I was getting a distinct feeling that there was something divine about those feet even before I got to the line about walking on water so I'd be tempted to translate the first line

When I cannot look upon your face
I contemplate your feet.

Admittedly that "look upon" sounds archaic in English, which "mirar" doesn't, and I'm not repeating "look," but "When I cannot look at your face" just doesn't make me think about God.

I don't like the line translated as "and that your gentle weight" because "dulce peso" is definitely "sweet" rather than "gentle" weight and the original made me think of the pietà (though now that I've had a look online I'm getting references to the sweet weight of Mary's unborn child and to the "dulce peso" of Christ on the cross).

Continuing with the slightly archaic English, how about ending with

I would not love your feet
had they not walked
on earth, above
the wind, and on the waters,
till they reached me.

E. M. Selinger said...

Laura, I love your "absurd, but impractical" idea! I'll try to treat those glum thoughts as Alice in Wonderland-style messengers, if they show up today. (As well they might: a restless night last night.)

The hernia never made me feel my age, perhaps because the original injury happened when I was in my 30s, and perhaps because my recovery was so quick. Hobbling about for two weeks was less painful, but more ominous, somehow.
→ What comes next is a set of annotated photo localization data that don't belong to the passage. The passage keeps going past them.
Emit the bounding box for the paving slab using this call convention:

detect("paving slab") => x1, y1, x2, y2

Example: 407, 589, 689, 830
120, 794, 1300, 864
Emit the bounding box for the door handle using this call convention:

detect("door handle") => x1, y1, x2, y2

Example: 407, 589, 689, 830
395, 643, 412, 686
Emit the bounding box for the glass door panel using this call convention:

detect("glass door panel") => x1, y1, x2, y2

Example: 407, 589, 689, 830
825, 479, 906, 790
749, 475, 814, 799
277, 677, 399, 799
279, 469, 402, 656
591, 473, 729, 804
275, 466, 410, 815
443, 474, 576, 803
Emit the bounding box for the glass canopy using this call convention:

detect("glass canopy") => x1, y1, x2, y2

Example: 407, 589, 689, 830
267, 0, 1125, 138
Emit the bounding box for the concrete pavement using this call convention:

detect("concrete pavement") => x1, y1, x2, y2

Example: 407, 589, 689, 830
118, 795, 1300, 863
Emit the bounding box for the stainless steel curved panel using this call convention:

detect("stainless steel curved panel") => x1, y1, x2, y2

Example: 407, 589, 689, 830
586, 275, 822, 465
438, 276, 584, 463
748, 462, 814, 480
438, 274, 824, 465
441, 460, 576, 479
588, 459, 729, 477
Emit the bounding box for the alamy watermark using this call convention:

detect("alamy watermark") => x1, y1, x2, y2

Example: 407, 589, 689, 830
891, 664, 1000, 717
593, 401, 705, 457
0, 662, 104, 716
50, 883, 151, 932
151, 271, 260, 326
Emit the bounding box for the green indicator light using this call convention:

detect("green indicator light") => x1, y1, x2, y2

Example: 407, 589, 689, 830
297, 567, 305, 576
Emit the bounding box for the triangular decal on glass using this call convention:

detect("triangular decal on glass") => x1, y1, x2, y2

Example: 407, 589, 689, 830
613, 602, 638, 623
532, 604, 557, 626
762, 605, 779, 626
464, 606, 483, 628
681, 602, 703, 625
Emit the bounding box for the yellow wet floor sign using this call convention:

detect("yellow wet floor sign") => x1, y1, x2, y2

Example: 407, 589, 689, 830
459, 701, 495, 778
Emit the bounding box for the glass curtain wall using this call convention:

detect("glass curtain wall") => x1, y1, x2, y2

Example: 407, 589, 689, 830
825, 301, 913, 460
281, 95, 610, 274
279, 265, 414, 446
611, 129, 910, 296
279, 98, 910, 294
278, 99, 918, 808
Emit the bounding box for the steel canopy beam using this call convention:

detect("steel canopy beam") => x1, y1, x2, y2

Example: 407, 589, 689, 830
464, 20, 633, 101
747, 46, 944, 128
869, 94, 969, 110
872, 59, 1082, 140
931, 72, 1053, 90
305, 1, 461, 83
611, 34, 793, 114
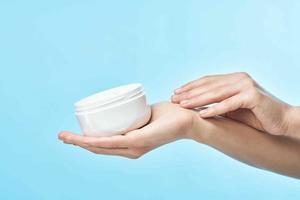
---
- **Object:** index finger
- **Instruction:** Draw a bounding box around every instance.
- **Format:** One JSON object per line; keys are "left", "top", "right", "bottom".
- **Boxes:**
{"left": 175, "top": 73, "right": 233, "bottom": 94}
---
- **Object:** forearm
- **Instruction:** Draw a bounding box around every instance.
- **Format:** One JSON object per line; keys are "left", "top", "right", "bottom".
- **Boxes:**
{"left": 286, "top": 106, "right": 300, "bottom": 139}
{"left": 191, "top": 116, "right": 300, "bottom": 178}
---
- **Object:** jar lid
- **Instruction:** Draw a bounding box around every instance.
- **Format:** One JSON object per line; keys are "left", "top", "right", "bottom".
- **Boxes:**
{"left": 74, "top": 83, "right": 144, "bottom": 112}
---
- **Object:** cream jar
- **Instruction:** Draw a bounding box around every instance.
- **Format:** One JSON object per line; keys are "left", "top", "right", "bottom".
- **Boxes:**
{"left": 74, "top": 83, "right": 151, "bottom": 137}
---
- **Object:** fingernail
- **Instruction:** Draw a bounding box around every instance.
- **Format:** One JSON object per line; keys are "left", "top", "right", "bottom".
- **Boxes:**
{"left": 199, "top": 109, "right": 208, "bottom": 116}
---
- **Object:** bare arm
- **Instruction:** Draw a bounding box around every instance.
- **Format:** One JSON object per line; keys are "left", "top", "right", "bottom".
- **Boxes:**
{"left": 59, "top": 102, "right": 300, "bottom": 178}
{"left": 192, "top": 115, "right": 300, "bottom": 178}
{"left": 172, "top": 72, "right": 300, "bottom": 139}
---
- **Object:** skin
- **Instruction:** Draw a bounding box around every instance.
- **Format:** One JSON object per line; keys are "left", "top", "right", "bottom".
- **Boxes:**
{"left": 59, "top": 102, "right": 300, "bottom": 178}
{"left": 59, "top": 102, "right": 195, "bottom": 159}
{"left": 171, "top": 72, "right": 300, "bottom": 138}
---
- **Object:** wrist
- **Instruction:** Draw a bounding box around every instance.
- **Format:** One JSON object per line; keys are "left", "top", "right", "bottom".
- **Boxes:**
{"left": 285, "top": 106, "right": 300, "bottom": 138}
{"left": 186, "top": 112, "right": 212, "bottom": 144}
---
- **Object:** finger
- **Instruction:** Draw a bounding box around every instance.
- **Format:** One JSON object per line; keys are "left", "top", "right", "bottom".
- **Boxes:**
{"left": 59, "top": 131, "right": 130, "bottom": 148}
{"left": 174, "top": 76, "right": 213, "bottom": 94}
{"left": 171, "top": 94, "right": 180, "bottom": 103}
{"left": 84, "top": 147, "right": 144, "bottom": 159}
{"left": 59, "top": 131, "right": 91, "bottom": 147}
{"left": 180, "top": 84, "right": 240, "bottom": 108}
{"left": 172, "top": 80, "right": 230, "bottom": 103}
{"left": 199, "top": 94, "right": 243, "bottom": 118}
{"left": 174, "top": 73, "right": 233, "bottom": 94}
{"left": 89, "top": 134, "right": 131, "bottom": 148}
{"left": 81, "top": 146, "right": 133, "bottom": 157}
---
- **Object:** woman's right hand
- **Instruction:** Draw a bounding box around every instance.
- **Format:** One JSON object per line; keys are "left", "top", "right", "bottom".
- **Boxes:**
{"left": 172, "top": 72, "right": 298, "bottom": 137}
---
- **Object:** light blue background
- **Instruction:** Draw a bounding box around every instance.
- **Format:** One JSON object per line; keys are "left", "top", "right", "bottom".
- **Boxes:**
{"left": 1, "top": 0, "right": 300, "bottom": 199}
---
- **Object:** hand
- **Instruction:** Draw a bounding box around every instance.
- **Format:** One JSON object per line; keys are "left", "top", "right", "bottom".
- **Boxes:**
{"left": 58, "top": 102, "right": 200, "bottom": 159}
{"left": 171, "top": 72, "right": 294, "bottom": 136}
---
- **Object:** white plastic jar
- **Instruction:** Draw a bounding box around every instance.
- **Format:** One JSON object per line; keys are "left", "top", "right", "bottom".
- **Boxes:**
{"left": 74, "top": 83, "right": 151, "bottom": 137}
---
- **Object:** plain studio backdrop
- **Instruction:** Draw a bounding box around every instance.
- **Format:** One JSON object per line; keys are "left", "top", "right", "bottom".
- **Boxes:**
{"left": 0, "top": 0, "right": 300, "bottom": 199}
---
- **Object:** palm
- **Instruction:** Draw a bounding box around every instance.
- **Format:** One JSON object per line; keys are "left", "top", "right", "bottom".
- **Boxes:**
{"left": 133, "top": 102, "right": 195, "bottom": 146}
{"left": 58, "top": 102, "right": 196, "bottom": 158}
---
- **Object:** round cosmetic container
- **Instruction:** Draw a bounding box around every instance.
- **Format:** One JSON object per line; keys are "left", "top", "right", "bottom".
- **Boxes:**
{"left": 74, "top": 83, "right": 151, "bottom": 137}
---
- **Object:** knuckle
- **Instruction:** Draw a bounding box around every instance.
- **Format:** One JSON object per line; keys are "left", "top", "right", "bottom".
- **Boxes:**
{"left": 215, "top": 103, "right": 226, "bottom": 111}
{"left": 245, "top": 78, "right": 256, "bottom": 87}
{"left": 207, "top": 89, "right": 222, "bottom": 101}
{"left": 237, "top": 74, "right": 256, "bottom": 89}
{"left": 183, "top": 83, "right": 192, "bottom": 90}
{"left": 200, "top": 75, "right": 211, "bottom": 83}
{"left": 217, "top": 87, "right": 227, "bottom": 96}
{"left": 182, "top": 81, "right": 196, "bottom": 90}
{"left": 207, "top": 106, "right": 217, "bottom": 114}
{"left": 223, "top": 98, "right": 236, "bottom": 107}
{"left": 237, "top": 72, "right": 250, "bottom": 78}
{"left": 183, "top": 91, "right": 193, "bottom": 99}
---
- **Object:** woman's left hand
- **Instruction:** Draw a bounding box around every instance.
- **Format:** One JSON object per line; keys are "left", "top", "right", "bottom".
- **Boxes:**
{"left": 58, "top": 102, "right": 202, "bottom": 159}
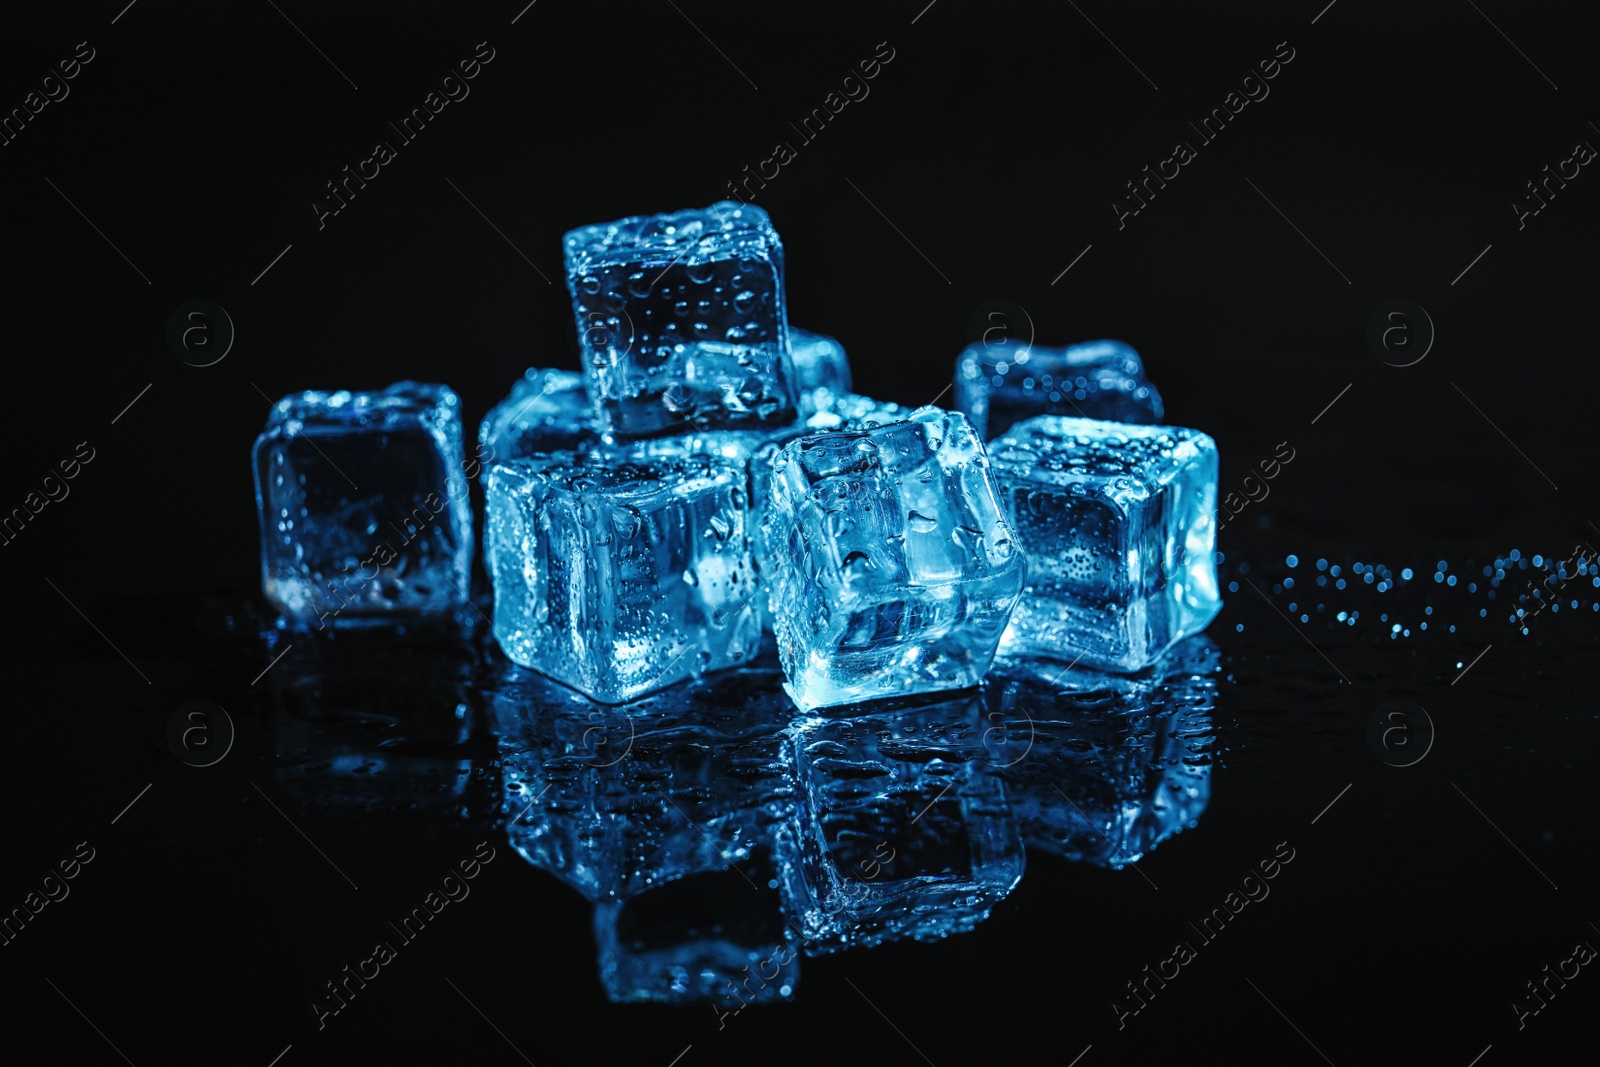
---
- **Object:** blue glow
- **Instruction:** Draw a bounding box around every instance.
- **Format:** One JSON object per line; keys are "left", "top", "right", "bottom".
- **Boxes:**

I'm fascinated by the religious echoes you hear in "Tus Pies." I think there's a scene in the Old Testament involving God's feet, and of course not seeing God face-to-face features prominently there. When I get to the office I'll look it up.

So sorry you're feeling like you're "falling apart" as well. Hazard of the profession, sitting or standing, I fear!

E. M. Selinger said...

On a related note--I carefully packed a lovely salad for lunch (grilled chicken, mango, some quinoa that my wife made for us this morning) and dropped the bag it was in before I got to the office. Sadly, the salad was in a glass bowl, which shattered instantly. Off in search of food to replace it--plenty of options around, but nothing that yummy, I fear.

Laura Vivanco said...

Lost sleep and lost food! To paraphrase Lady Bracknell rather radically: To lose one, Professor Selinger, may be regarded as a misfortune; to lose both may be cause for despair.

Re the feet versus the face, I'm not so good on the Old Testament. I've always been rather intrigued by the story of the washing of Jesus' feet:

37 And, behold, a woman in the city, which was a sinner, when she knew that Jesus sat at meat in the Pharisee's house, brought an alabaster box of ointment,

38 And stood at his feet behind him weeping, and began to wash his feet with tears, and did wipe them with the hairs of her head, and kissed his feet, and anointed them with the ointment. (Luke 7)

I think she tends to be depicted looking down at the feet rather than up at his face (e.g. here).

Also, when I was young we always went on holiday to Spain to see my father's side of the family and perhaps, being small, I saw a lot of crucifixes from a height which made me focus on the feet. Actually, given the height of the cross (and, often, the height of the paintings/crucifixes), quite a lot of real and painted people probably end up looking at the feet.

Maybe another influence on my thinking about divine feet are the lines in the poem/hymn about "And did those feet, in ancient times, walk upon England's mountains green."